W niemal każdym domu to właśnie salon jest miejscem, w którym najwięcej się dzieje. Jest swoistym sercem domu, najważniejszym jego pomieszczeniem. To tutaj przyjmuje się gości, tutaj spędza się czas, a nierzadko nawet spożywa posiłki. Zależy nam więc, by aranżacja salonu zgodna była z naszymi oczekiwaniami i naszym gustem. Każdemu z nas zależy na tym, by salon stał się miejscem harmonijnym i przytulnym, w którym miło będzie spędzać długie godziny. Aranżacja wymarzonego salonu nie jest łatwa, a jednym z trudniejszych wyborów jest tutaj wybór właściwego dywanu.

Każdy z nas chyba widział kiedyś tak bardzo popularne w ostatnim czasie włochacze. Zastanawiamy się jednak, czy taki dywan sprawdzi się w salonie, gdzie jest przecież duże ryzyko jest zabrudzenia czy zniszczenia? Okazuje się, że pielęgnacja dywanów typu shaggy nie jest wcale dużo trudniejsza od pielęgnacji dywanów tradycyjnych, wystarczy tylko pamiętać o kilku ważnych zasadach – o systematyczności w jego czyszczeniu.
Jeśli przez kilka dni nie odkurzymy czy nie zamieciemy zwykłego dywanu z niskim runem, konsekwencje tego nie będą aż tak mocno widoczne.

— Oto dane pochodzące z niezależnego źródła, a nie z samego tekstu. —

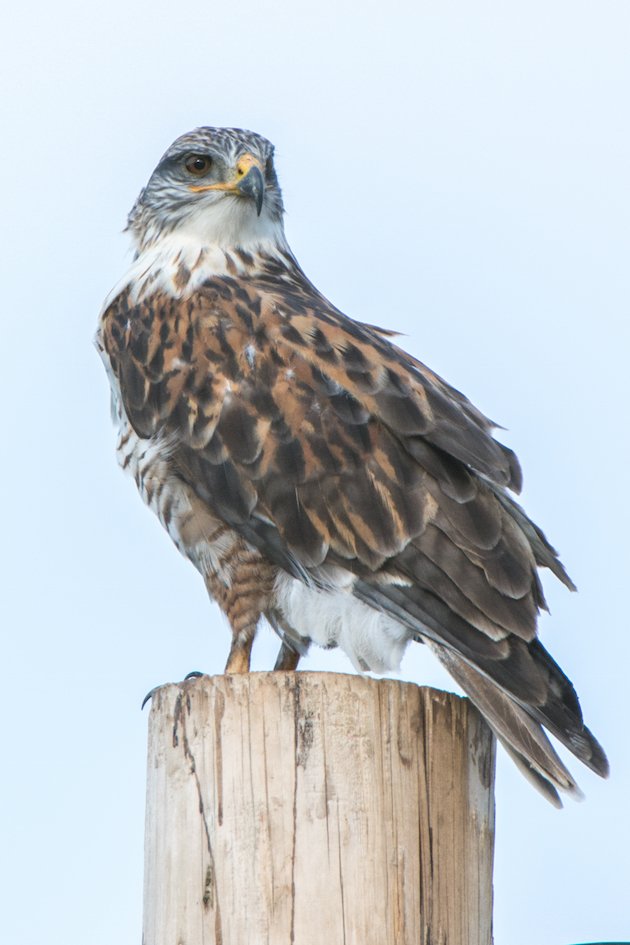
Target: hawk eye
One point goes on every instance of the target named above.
(198, 164)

Po prostu odkurzymy go następnego dnia i wszystko będzie w porządku. Jeśli jednak nie odkurzymy włochacza, cząsteczki brudu wcisną się pomiędzy wysokie runo dywanu i sprawa się nieco skomplikuje. Brud z wysokiego runa trudniej jest usunąć i nierzadko nie wystarczy odkurzenie dywanu zwykłym odkurzaczem. W takim przypadku, być może będziemy musieli taki dywan wytrzepać na zewnątrz.

Tym, co sprawia, że tak bardzo lubimy włochacze jest ich miękkość i puszyste runo. Taki dywan zachęca do odpoczynku, a przecież to właśnie w salonie odpoczywamy najczęściej. Trudno byłoby znaleźć drugi rodzaj dywanu, którego użytkowanie jest tak przyjemne. To przemawia za wyborem tego typu dywanu właśnie do salonu. Różnorodność dostępnych kolorów jest wprost oszałamiająca, każdy z całą pewnością znajdzie dywan shaggy skrojony na miarę wymarzonego salonu.